Les injures : le destinataire est clairement nommé, « tu », suivi du verbe « être », qui donne l’identité à son fils, le fige dans un état. Puis deux fois le terme « incapable ». Toutes ces paroles dites devant son enfant en font une scène iconoclaste (destructrice d’images sacrées). Ici le père n’a pas le droit de briser l’image d’un père devant son enfant. L’image est détruite par un homme qui est son père.

III. Les marques de l’autobiographie

Après tout ce qu’elle a vu, entendu, elle ose écrire « mon père », elle revendique ce père comme sien. Douloureux problème de l’identité : comment porter le même nom d’un homme qui est capable de refuser son fils ?

Jugement de l’adulte : importance de la parole qui dépasse le temps, la parole pose un acte de jugement ; se situe dans l’ordre du jugement, de la raison, la parole est un outil de vie.
Le jugement dans l’autobiographie est plus calme, serein, car l’écriture est lente, renvoie un récit apaisé, dépassionné. Le jugement de la narratrice ici est la parole qui surpasse le temps, dépasse le temps. Elle se situe dans un autre ordre que le sentiment pur. Grâce à l’écriture sa parole arrive à maîtriser le domaine affectif.
C’est l’écriture qui permet d’entrer dans l’ordre du jugement, de la raison. Les sentiments sont maîtrisés : elle est capable de s’en servir comme outils de vie.
Avec le temps la souffrance est intellectualisée, va pouvoir aider les autres, la souffrance est un outil. Elle a réussi à transformer cet élément douloureux, à s’en servir pour avoir l’approche de la vie. La souffrance permet de mieux entrer en relation avec les autres.

Ici Marina Picasso est capable de dire, de mettre dans la bouche de son grand-père des mots très durs : c’est une condamnation de celle qui écrit, qui montre son grand-père mégalomane.
Dans la condamnation elle en fait un assassin, capable de chosifier un autre qui en plus est son fils.
Elle affirme dans un autre passage que c’est sur la destruction des autres qu’elle a construit sa gloire. Statut de l’artiste ? L’artiste est capable de créer sans cesse, produit une fois un chef d’œuvre, est un créateur. Or ici nous sommes en présence d’un artiste qui pour créer détruit. Tout le problème de l’artiste est ici posé.

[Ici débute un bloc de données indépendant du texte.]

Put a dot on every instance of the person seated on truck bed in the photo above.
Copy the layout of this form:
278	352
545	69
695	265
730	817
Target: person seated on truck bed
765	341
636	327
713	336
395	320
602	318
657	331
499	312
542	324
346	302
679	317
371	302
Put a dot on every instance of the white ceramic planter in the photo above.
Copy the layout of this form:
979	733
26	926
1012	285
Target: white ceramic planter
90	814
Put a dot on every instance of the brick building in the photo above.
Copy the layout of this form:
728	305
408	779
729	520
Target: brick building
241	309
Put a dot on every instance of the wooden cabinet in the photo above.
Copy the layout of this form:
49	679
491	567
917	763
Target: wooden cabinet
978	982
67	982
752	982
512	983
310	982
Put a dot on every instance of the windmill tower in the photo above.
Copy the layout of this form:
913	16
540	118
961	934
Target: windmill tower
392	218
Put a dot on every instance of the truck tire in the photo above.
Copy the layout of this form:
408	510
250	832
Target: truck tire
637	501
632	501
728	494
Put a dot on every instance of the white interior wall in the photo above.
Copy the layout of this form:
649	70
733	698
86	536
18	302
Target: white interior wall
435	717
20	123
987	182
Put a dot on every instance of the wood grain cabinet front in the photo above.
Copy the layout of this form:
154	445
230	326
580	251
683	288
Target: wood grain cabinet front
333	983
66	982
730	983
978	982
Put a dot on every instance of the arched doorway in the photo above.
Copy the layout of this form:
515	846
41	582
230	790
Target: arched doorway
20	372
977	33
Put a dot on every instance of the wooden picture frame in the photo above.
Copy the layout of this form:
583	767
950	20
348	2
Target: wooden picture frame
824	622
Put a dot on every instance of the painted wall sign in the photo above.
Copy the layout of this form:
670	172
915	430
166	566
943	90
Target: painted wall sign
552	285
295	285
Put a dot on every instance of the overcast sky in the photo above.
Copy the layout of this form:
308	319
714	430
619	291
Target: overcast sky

Au problème de communication que Marina Picasso a posé dans la première partie, elle répond par l’écriture. Comme elle n’a pas pu dire ce qu’elle voulait, elle l’écrit maintenant. Et cet acte dure davantage que la parole du moment.

Conclusion

C’est une page émouvante de vie, de ce qui se passe dans la vie.

On pourrait décliner avec le texte la phrase « pour se construire il faut :

– une image d’adulte qui ne soit pas brisé ;
– souffrir ;
– prendre du recul ».

On peut faire de ce texte quelque chose d’utile à la vie.
Ici la petite fille affirme le contraire de son grand-père qui dit « pour se construire il faut détruire ».

Pour être Marina Picasso a besoin de créer. Pour elle, vivre c’est écrire, ce qui fait qu’elle est ce qu’elle écrit (enjeu autobiographique).
L’écriture lui permet de vivre. L’écriture s’affirme comme la parole qui la rend juste, et l’autobiographie vient se substituer à cette parole, compense la parole absente, elle permet de dire les choses.